Teacher’s Got an Encore Career: Babysitting

The economy is only one factor pushing educators to become private nannies.
Some people with teaching backgrounds prefer the one-on-one experience of being a nanny. (Photo: Ed Yourdon/Creative Commons via Flickr)
Jan 3, 2012· 2 MIN READ

Olivia Romine is a special education teacher with more than 30 years of experience. After being laid off in June, she knew her chances of finding a new teaching position were slim—especially in this economy. “I’m not going to get a public school job because I’m too old and I’m too expensive,” she told the Chicago Tribune.

Joining the ranks of 8,800 Illinois teachers who received pink slips in 2010, and another 930 laid off in 2011, Romine decided it was time for a career change.
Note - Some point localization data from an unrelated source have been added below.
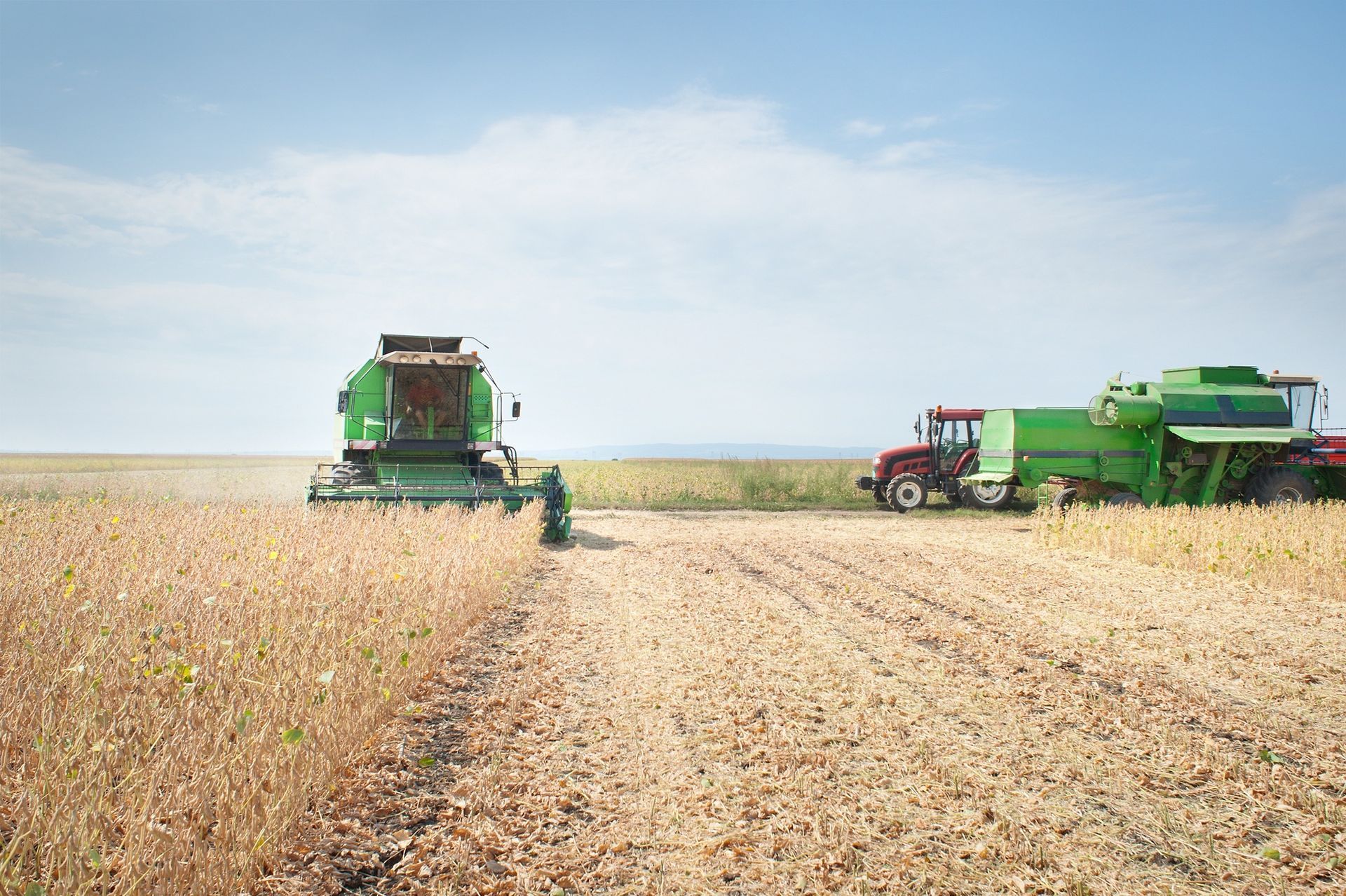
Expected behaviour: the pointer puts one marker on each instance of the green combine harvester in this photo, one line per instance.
(1199, 436)
(414, 424)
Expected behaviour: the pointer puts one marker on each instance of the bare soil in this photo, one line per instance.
(746, 702)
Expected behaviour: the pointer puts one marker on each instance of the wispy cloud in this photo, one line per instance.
(911, 151)
(621, 245)
(862, 128)
(194, 105)
(921, 123)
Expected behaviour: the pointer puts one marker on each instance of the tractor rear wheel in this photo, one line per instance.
(906, 493)
(1062, 499)
(1280, 486)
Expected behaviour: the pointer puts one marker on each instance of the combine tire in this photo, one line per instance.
(488, 471)
(1063, 498)
(986, 496)
(1280, 486)
(906, 493)
(348, 475)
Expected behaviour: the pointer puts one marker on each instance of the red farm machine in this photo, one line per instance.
(946, 449)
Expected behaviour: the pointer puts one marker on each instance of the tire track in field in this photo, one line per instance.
(1315, 801)
(696, 704)
(1224, 716)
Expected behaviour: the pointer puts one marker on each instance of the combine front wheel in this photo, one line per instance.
(1280, 486)
(1062, 499)
(987, 496)
(906, 493)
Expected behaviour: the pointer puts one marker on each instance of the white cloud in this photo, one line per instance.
(921, 123)
(911, 151)
(862, 128)
(684, 272)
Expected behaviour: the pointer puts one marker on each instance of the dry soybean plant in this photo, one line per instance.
(1294, 547)
(182, 680)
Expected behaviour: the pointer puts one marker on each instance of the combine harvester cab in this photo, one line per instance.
(414, 424)
(1199, 436)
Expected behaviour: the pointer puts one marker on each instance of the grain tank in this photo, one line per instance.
(1198, 436)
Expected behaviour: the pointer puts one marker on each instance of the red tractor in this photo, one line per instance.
(905, 477)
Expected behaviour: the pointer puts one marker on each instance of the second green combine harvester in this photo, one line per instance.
(415, 424)
(1199, 436)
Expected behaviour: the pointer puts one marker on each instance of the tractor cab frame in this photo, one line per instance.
(946, 449)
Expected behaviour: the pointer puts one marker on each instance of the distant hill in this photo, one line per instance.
(712, 451)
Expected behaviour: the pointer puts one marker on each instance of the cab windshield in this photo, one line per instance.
(1299, 398)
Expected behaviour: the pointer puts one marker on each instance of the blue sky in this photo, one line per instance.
(813, 218)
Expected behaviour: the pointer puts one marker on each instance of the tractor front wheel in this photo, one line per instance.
(906, 493)
(1280, 486)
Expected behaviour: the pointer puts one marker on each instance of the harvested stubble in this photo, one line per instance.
(181, 680)
(862, 704)
(1296, 548)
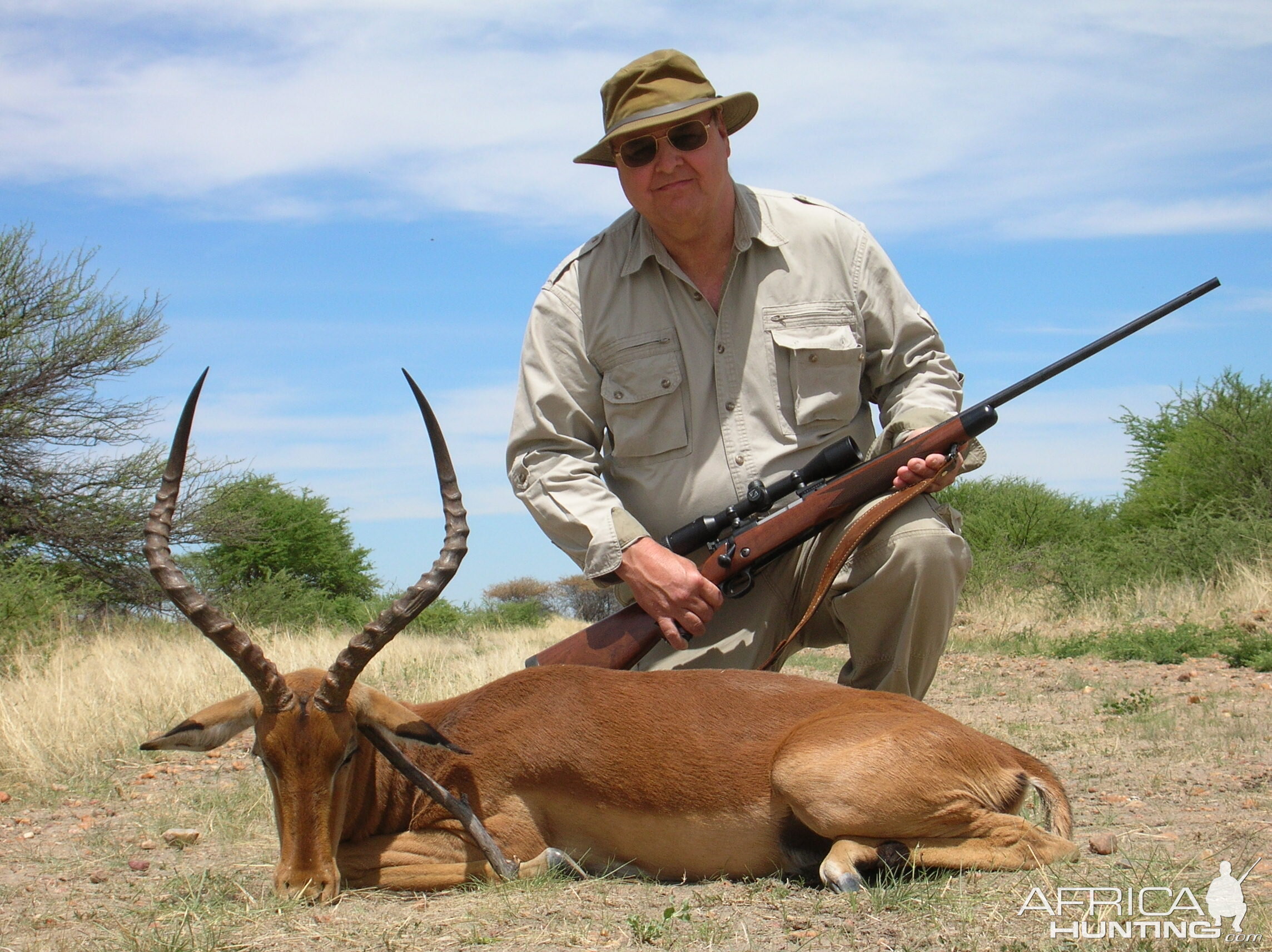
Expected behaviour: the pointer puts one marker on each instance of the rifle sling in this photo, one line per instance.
(867, 523)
She posted her profile on several childcare job sites, including Care.com and Sittercity.com.

“I went into teaching to help kids, so either way—if I’m a nanny, tutor, babysitter, au pair, whatever—I still feel like I’m helping the kids,” she said.

Terri Brax is president and founder of TeacherCare Inc., an 18-year-old licensed and bonded employment agency that matches families who need childcare with experienced educators.The recent economic downturn may have forced Romine to choose private childcare over classroom teaching, but for others, the switch is a preferred option.

In an interview with TakePart, Brax explained that while a tougher education job market increased the number of candidates in her applicant pool, the change was only slight.

“We always have a pretty good supply of candidates who are highly qualified, but yet they are not looking for a classroom type of situation. This is an independent career for them. The downturn has changed it a little bit, but there are some people who are better suited to work one-on-one with children, and they really enjoy the type of creativity they can bring to the position.”

“Some of our teachers come from a Montessori background, others have specialized training in child psychology. Each will have different approaches so we match the family individually with the best type of teacher for their situation.” TeacherCare serves families in major metropolitan areas nationwide, including Chicago, New York, New Jersey, Washington D.C., Maryland, Virginia, and Florida. Unlike other childcare agencies who work with nannies from various backgrounds, Brax’s organization only hires teachers. A full 100 percent have an education or child-related degree, and over 90 percent also have classroom experience in either a school or daycare center.

Brax stressed that the number one reason educators are attracted to caregiving is the level of undivided attention they can offer each child. “Our people love the idea that they can really individualize to a particular child and a particular family’s needs as opposed to working with a large group where they feel like they can’t give the best to each student,” she said. “We’ve had so many situations where teachers come to us from daycare centers, and they come with a broken heart. They know that the children are not getting what they deserve.”

And then there’s the salary. According to Brax, while exact numbers vary depending on geographic area, work hours, the caregiver’s background, and the number of children, the salary for a full-time position usually ranges from $600 to $850 per week. Many families also offer health insurance.

“A lot of our teachers tell us that they’re making more money with the families than they were working in private school settings and daycare settings. They’re working one-on-one with fewer children, they have more freedom, more creativity, and they’re making more money.”

Parents with means jump at the chance of hiring a nanny who’s also a teacher. “Bringing that education background to the home means they’ll be educating children throughout the day,” explained Brax. “It happens both spontaneously and through planned activities. They follow the children and watch their interests and build on that.”

It’s an especially attractive option for moms and dads seeking greater input into how their children are educated, or for those whose children have special needs or gifts.

Ann Dorian is a mother of three who hired a teacher named Terry to care for her three children. Dorian shared the following on the TeacherCare website: “Terry has shaped the lives of our three children in so many ways, responding to each of them uniquely and personally in every area (socially, emotionally, and cognitively) every moment of the day. She understands each child’s developmental level and is in tune to their individual needs, approaching each one of them in her own special way with care and attention…It is hard for me to put into words the incredible impact that Terry has had on our children, our family, and also me, individually. She has truly become a part of our family.”